Ten years after the bombing of the Alfred P. Murrah Federal Building in Oklahoma City, just 46 percent of Americans think similar acts can be prevented in the future. Pessimism has increased since the September 11th, 2001 attacks -- before then, a majority felt acts like Oklahoma City could be prevented.
After the 9/11 attacks, the U.S. Congress passed the USA Patriot Act to help prevent terrorism but many are not convinced this is the right answer. They think the act goes too far and poses a threat to civil liberties.
The public is now divided on whether events like the Oklahoma City bombing can be prevented from happening again. 46 percent think we've learned from that attack and can prevent similar attacks in the future, but the same number say such events are not preventable. In 2000, on the fifth anniversary of the Oklahoma City bombing, 55 percent of Americans thought such an attack could be prevented from happening again.
CAN ACTS LIKE OKLAHOMA CITY BE PREVENTED?
Can be prevented
Can NOT be prevented
The USA Patriot Act, passed in October 2001 and set to expire at the end of the year unless Congress renews it, expanded the wiretapping authority of U.S. intelligence agencies and strengthened penalties for those aiding terrorists.

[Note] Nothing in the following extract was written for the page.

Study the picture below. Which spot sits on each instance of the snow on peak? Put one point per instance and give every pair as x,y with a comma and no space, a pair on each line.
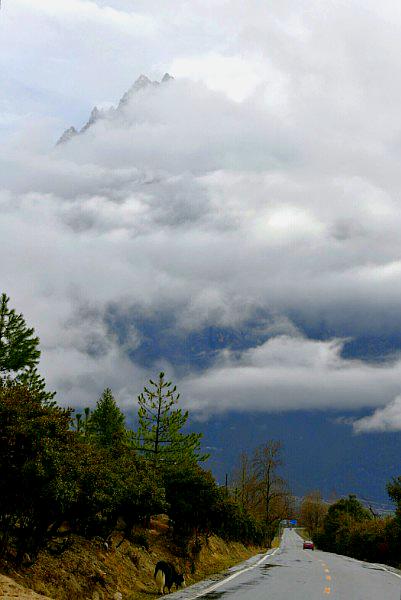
143,82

Today, 41 percent of Americans have heard or read about the USA Patriot Act (13 percent have heard a lot about it), but 57 percent have heard little or nothing about it.
Among those who have heard or read about the USA Patriot Act, 49 percent say it is a necessary tool that helps the government find terrorists, but nearly as many -- 45 percent -- say the act goes too far and is a threat to civil liberties. The public is more closely divided on this issue than they were last year.